The paper seeks to illustrate some long term processes, path dependencies, new social dynamics, and intended and unintended outcomes of system transformation that shape today’s rural regions in Central and Eastern Europe. It is argued that the understanding of time, e.g. the duration, and sequence of social processes, but also the time perception, is important, yet under-investigated field for the analysis of rural change.

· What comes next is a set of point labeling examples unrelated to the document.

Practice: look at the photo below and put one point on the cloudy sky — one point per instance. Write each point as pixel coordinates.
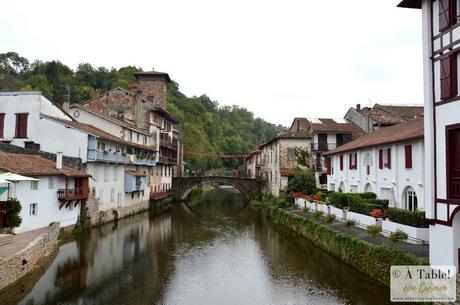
(279, 59)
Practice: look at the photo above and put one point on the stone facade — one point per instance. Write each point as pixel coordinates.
(18, 265)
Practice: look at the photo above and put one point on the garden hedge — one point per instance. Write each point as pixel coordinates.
(374, 260)
(410, 218)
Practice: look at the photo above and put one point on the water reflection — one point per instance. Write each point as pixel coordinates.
(210, 251)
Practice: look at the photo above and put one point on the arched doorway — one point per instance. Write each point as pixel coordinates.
(410, 199)
(368, 188)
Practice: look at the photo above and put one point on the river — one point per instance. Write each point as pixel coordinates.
(211, 250)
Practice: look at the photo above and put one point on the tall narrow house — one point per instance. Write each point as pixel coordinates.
(441, 46)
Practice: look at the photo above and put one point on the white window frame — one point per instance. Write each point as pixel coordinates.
(33, 209)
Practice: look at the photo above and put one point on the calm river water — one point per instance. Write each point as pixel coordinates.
(212, 251)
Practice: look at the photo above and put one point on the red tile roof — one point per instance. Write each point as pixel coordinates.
(402, 132)
(90, 129)
(35, 165)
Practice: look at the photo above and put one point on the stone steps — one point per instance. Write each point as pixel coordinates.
(5, 239)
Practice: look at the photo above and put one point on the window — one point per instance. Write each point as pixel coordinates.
(34, 185)
(33, 209)
(408, 155)
(353, 161)
(106, 172)
(2, 124)
(101, 197)
(453, 161)
(96, 174)
(411, 199)
(447, 14)
(291, 154)
(448, 76)
(388, 159)
(21, 125)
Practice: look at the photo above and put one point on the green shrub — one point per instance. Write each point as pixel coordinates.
(368, 195)
(330, 218)
(383, 202)
(318, 214)
(374, 260)
(399, 235)
(13, 210)
(374, 230)
(358, 205)
(349, 223)
(410, 218)
(339, 200)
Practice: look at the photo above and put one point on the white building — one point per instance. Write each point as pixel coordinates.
(55, 197)
(388, 162)
(120, 168)
(326, 134)
(278, 157)
(441, 47)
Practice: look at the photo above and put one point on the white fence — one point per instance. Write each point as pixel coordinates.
(415, 235)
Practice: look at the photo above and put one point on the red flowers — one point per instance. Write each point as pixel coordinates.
(376, 213)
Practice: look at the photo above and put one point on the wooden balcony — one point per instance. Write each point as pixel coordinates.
(72, 194)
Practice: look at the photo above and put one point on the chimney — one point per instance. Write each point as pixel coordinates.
(59, 160)
(138, 113)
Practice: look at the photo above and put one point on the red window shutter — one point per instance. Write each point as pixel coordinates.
(448, 77)
(2, 124)
(389, 157)
(408, 153)
(444, 14)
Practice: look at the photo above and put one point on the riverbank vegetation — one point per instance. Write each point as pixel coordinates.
(206, 126)
(374, 260)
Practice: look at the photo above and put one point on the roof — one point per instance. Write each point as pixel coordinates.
(289, 135)
(90, 129)
(153, 73)
(386, 115)
(35, 165)
(398, 133)
(410, 4)
(112, 119)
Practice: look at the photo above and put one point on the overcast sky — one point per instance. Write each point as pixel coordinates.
(279, 59)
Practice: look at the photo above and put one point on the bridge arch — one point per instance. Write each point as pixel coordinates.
(183, 186)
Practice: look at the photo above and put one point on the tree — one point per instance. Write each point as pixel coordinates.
(12, 217)
(39, 83)
(302, 181)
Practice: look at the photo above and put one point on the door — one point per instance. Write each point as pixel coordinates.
(453, 162)
(322, 141)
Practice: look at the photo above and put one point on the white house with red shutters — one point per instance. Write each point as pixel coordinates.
(441, 46)
(388, 162)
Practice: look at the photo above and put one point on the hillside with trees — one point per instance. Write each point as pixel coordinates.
(206, 125)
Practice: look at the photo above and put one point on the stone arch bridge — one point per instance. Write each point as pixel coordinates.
(183, 186)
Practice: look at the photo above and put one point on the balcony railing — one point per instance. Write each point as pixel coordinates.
(323, 146)
(94, 155)
(168, 144)
(168, 160)
(72, 194)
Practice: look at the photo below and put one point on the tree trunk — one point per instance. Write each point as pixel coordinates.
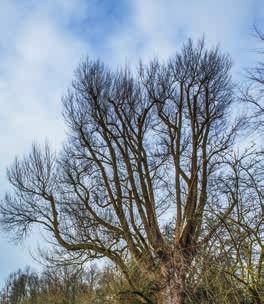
(170, 295)
(172, 284)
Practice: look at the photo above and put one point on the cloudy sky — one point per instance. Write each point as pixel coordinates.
(41, 43)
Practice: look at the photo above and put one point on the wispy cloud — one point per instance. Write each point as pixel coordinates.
(41, 43)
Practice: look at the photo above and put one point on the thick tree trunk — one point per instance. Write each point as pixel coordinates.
(170, 295)
(172, 285)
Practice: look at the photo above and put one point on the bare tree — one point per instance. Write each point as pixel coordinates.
(140, 170)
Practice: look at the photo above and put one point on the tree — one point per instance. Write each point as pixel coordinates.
(145, 152)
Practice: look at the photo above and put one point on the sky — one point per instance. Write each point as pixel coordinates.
(42, 42)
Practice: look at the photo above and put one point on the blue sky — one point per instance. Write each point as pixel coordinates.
(41, 43)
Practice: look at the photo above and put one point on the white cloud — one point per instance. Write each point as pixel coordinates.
(39, 51)
(37, 59)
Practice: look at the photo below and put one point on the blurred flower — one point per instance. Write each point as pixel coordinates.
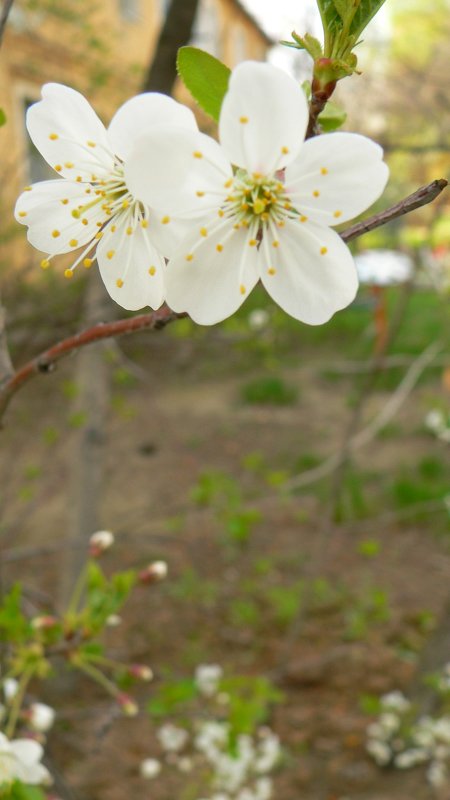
(90, 205)
(270, 220)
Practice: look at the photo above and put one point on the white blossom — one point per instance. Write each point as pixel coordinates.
(90, 206)
(270, 218)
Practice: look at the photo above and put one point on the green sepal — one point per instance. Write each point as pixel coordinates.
(205, 77)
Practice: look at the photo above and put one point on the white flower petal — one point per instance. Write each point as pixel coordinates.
(143, 112)
(210, 276)
(47, 210)
(175, 168)
(336, 177)
(310, 274)
(131, 268)
(263, 118)
(67, 131)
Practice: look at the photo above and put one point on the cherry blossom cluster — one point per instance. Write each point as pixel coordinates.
(398, 739)
(170, 214)
(237, 768)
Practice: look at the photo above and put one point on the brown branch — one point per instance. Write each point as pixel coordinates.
(46, 361)
(421, 197)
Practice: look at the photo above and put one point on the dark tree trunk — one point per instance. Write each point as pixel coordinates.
(175, 33)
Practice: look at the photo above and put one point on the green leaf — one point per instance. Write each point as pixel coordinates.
(205, 77)
(332, 117)
(366, 11)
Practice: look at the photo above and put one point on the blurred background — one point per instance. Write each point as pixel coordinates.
(295, 479)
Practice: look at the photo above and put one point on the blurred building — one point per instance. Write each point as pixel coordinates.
(103, 48)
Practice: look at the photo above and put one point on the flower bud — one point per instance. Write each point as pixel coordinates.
(127, 704)
(99, 542)
(156, 571)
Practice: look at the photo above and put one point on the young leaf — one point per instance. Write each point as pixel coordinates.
(205, 77)
(365, 12)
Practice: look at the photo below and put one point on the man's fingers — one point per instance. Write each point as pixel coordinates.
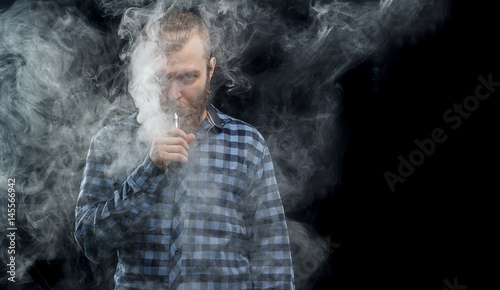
(189, 137)
(161, 140)
(168, 158)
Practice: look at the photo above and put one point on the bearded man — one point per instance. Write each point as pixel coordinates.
(198, 206)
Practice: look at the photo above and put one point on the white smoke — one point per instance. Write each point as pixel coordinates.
(63, 76)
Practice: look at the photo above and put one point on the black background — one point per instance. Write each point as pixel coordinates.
(440, 223)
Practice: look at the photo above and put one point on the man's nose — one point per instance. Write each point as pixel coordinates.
(175, 90)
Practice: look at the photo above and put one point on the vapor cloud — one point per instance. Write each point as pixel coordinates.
(63, 76)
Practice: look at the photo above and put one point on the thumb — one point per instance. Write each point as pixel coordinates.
(190, 137)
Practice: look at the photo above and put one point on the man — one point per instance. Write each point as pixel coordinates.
(196, 208)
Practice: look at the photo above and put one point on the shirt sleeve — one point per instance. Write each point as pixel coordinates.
(107, 213)
(270, 256)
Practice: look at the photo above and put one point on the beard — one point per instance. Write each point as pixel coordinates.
(189, 115)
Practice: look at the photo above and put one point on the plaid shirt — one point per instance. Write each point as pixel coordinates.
(215, 223)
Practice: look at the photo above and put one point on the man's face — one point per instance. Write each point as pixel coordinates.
(185, 84)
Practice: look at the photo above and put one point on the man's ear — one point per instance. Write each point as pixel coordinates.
(211, 67)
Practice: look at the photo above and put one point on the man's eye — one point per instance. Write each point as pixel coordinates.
(186, 78)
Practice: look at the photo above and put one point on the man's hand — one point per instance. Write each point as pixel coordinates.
(170, 146)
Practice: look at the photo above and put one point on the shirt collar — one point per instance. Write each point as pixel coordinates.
(213, 117)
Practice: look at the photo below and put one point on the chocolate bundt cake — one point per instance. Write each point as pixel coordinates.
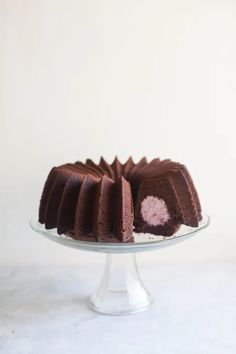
(107, 202)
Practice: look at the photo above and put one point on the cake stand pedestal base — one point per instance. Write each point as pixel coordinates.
(121, 290)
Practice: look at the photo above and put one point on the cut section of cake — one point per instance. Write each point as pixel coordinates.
(108, 202)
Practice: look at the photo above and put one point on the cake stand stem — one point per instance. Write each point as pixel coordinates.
(121, 290)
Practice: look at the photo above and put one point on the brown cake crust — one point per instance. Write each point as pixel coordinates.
(103, 202)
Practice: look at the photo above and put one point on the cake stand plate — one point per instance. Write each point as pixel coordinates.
(121, 290)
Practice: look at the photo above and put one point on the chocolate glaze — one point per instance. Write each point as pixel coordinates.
(102, 202)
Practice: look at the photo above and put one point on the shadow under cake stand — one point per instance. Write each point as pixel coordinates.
(121, 290)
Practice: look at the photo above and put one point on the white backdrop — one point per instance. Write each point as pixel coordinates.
(84, 78)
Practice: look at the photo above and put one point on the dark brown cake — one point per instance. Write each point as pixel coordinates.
(104, 202)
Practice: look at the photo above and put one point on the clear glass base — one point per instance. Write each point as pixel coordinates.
(121, 290)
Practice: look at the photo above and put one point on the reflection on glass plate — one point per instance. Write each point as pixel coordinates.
(142, 242)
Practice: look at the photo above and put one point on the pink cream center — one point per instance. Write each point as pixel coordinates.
(154, 211)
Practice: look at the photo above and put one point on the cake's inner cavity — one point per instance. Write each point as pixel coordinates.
(154, 211)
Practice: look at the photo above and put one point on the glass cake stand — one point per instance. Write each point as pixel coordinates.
(121, 290)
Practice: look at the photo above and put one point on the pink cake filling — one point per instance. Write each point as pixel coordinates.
(154, 211)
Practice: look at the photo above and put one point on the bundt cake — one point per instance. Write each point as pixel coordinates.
(108, 202)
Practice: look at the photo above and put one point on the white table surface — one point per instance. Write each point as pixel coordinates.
(44, 310)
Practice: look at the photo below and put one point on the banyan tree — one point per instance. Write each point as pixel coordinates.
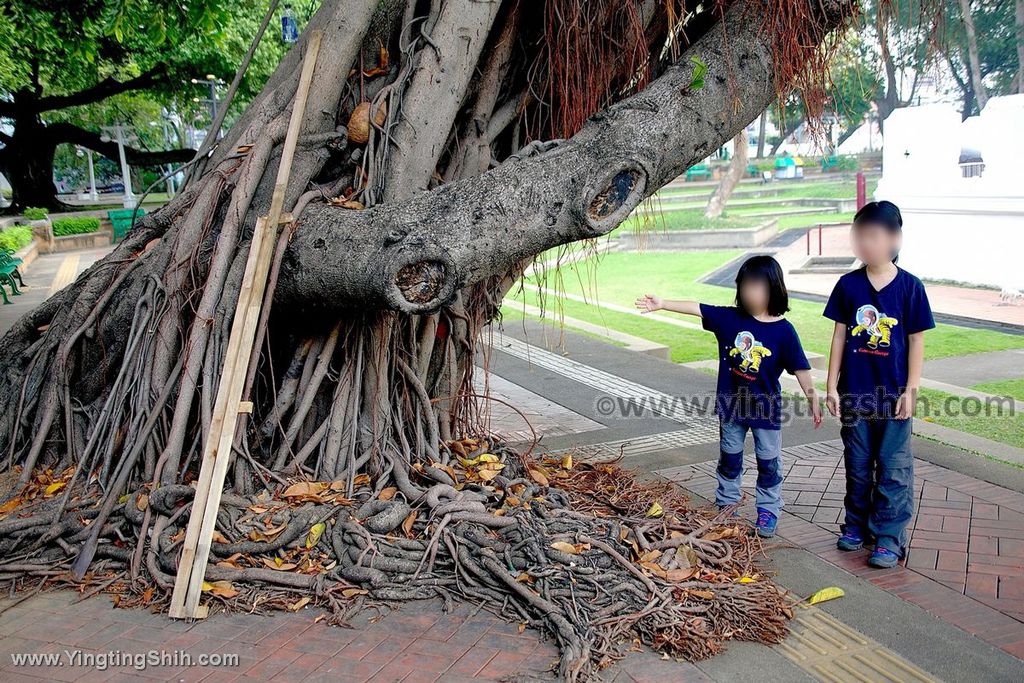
(444, 144)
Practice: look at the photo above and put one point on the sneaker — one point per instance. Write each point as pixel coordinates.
(767, 522)
(883, 558)
(850, 541)
(734, 513)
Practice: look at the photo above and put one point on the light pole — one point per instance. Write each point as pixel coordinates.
(93, 195)
(213, 81)
(119, 130)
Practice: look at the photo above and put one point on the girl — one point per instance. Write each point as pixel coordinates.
(881, 312)
(756, 344)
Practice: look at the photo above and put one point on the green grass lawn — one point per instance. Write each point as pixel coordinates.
(1004, 428)
(812, 219)
(621, 278)
(1012, 388)
(693, 219)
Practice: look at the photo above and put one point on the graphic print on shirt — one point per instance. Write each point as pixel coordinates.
(878, 327)
(751, 350)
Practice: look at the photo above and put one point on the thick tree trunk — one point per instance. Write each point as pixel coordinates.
(27, 161)
(363, 380)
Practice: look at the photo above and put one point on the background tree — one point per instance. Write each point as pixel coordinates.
(60, 59)
(444, 145)
(995, 42)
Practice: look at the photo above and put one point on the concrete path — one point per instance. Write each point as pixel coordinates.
(954, 303)
(44, 276)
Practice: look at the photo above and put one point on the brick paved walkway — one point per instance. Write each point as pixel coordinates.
(966, 559)
(416, 643)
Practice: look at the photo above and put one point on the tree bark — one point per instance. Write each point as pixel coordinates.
(365, 377)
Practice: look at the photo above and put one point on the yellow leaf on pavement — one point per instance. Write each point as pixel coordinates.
(825, 594)
(221, 589)
(315, 531)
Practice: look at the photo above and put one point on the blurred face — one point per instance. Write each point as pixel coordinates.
(754, 294)
(875, 245)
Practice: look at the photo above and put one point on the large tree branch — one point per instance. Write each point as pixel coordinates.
(105, 88)
(72, 134)
(414, 255)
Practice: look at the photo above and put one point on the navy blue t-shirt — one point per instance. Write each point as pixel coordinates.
(752, 357)
(876, 357)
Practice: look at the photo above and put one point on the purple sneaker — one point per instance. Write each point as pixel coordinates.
(850, 541)
(883, 558)
(767, 522)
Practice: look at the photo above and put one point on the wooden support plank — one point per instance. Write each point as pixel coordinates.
(217, 451)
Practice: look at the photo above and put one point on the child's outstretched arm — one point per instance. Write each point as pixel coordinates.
(807, 384)
(835, 363)
(649, 303)
(907, 401)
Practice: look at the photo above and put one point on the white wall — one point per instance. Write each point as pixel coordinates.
(955, 228)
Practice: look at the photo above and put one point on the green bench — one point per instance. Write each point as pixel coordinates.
(700, 170)
(121, 220)
(9, 273)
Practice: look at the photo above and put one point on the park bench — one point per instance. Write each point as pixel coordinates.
(9, 273)
(121, 221)
(700, 170)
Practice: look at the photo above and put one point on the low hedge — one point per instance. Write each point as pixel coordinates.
(76, 225)
(15, 238)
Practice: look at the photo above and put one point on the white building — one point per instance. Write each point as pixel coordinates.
(960, 186)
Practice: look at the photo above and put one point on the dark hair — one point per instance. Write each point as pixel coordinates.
(885, 214)
(764, 268)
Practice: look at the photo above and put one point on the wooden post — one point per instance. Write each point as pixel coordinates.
(217, 451)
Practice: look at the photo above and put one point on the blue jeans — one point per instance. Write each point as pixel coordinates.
(879, 480)
(767, 447)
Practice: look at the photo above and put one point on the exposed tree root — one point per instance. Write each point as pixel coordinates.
(351, 481)
(580, 551)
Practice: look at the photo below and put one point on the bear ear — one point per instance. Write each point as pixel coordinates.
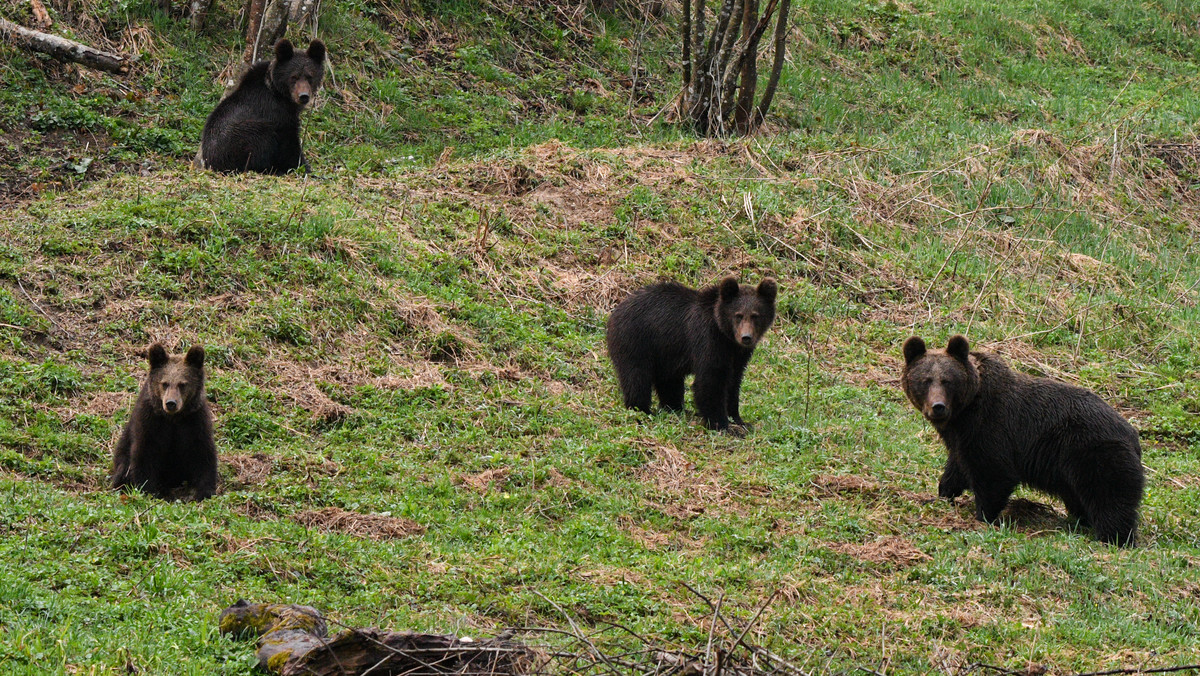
(913, 350)
(195, 357)
(157, 356)
(767, 289)
(959, 348)
(730, 288)
(317, 51)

Nigel Swain, Eastern European Rurality a Quarter of a Century on

Abstract: My contribution endeavours to give an overview of the ways in which Eastern European rurality has changed in the quarter of a century or so that has elapsed since socialism collapsed. In particular it considers how the contradictory policy directions of the EU’s Common Agricultural Policy have impacted on livelihoods and live chances in the rural communities of Eastern Europe. The picture is ambiguous. The CAP has increased the profitability of large-scale, post-socialist farms; it has made profitable family farming on a ‚modest’ scale, so attracting new entrants; and it helps sustain some eco-farming. But the situation for the majority for whom agriculture is not a major source of income is bleaker. Regional differentiation
has increased more dramatically than elsewhere, leaving many villages with aging populations dependent on social benefits complemented by subsistence farming. LEADER-type policies struggle to find the active citizens they are directed at. Rural local authorities receive ever-reduced finance, yet are expected to implement national policies. The rural landless, many of them Roma, are obliged to participate in workfare schemes with no perspectives for future employment.